Grey wasn’t sure this was entirely what he was getting at, but then remembered the man’s history and felt bad,

‘Yes, you’re probably right. There are things I’ve learned about Charlie Prove today that I need to tell you now before I have a chance to write them up; most importantly, that he reportedly had a daughter who was killed, possibly on the Hills estates.’

‘Oh my. That might have been the last time he spoke to the police.’

‘It might have been the last time he found a body. A couple of other nuggets too: such as did you know that it was Stella who brought him to the Cedars, that she had known him in some capacity before he arrived here, and according to Derek Waldron, might even have been helping with his bills?’

‘And here I was doubting him,’ lamented Cori.

‘Oh, I think we have our doubts on all of them.’

‘I suppose it’s our job to doubt people.’

‘Quite right; and make no mistake, there’ll be one person we meet in the course of this for whom all doubts will prove right.’

‘You don’t thing the murder was in-house though?’

‘What do you think?’

After previous postings where she’d been little more than tea-maker and note-taker, it had taken some getting used to to have her senior officer ask, in all sincerity, what she thought about a case.
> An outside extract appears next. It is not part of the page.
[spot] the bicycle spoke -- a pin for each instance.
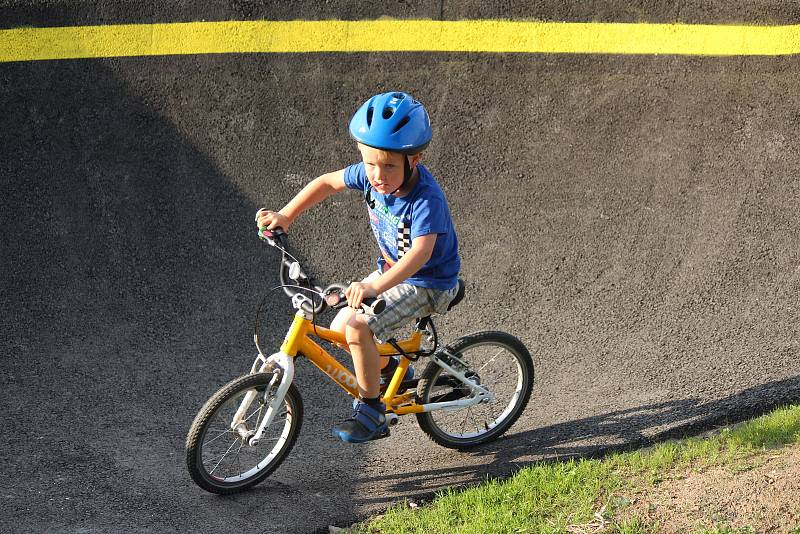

She had made the decision before now that were she to achieve that rank herself (as she kept being told she would do) that she too would encourage her Constables and Sergeants in this manner. Yet on this occasion, she hadn’t much to offer,

‘Well, I think it’s too early to plum for one theory or the other, sir; but chancing my arm, we know that the schoolgirl didn’t kill her, so that leaves the killing earlier or later than ten; later if we go with the pathologist’s preliminary estimate.’

‘Well let’s hope so, as the other scenario leaves the girl running away after finding the body.’

‘Derek Waldron said she might have been upset when he saw her,’ remembered Cori from her own interview.

Grey considered, ‘But not hysterical, not screaming. She’d have gone and told someone. So if not ten, then what time?’ he asked rhetorically.

‘I’d say at least a half an hour later,’ said Cori leafing through the statements, ‘as ten was when half of these people went up…’

‘… and so no one could have gotten up and down those stairs at bed time without falling over residents and orderlies. No, no outsider could reasonably have done it at that time.’

‘So,’ she surmised, ‘the attack was either later, or committed by someone they’d have expected to see on the stairs at that busy time, popping in and out of rooms, only disappearing for a moment.’

‘I’d say that’s the nub of it. You know,’ he reflected, ‘Rachel Sowton has a theory of her own: that Stella’s routine should have seen her in bed by this time, and so if she was killed later then something had already happened to keep her up.’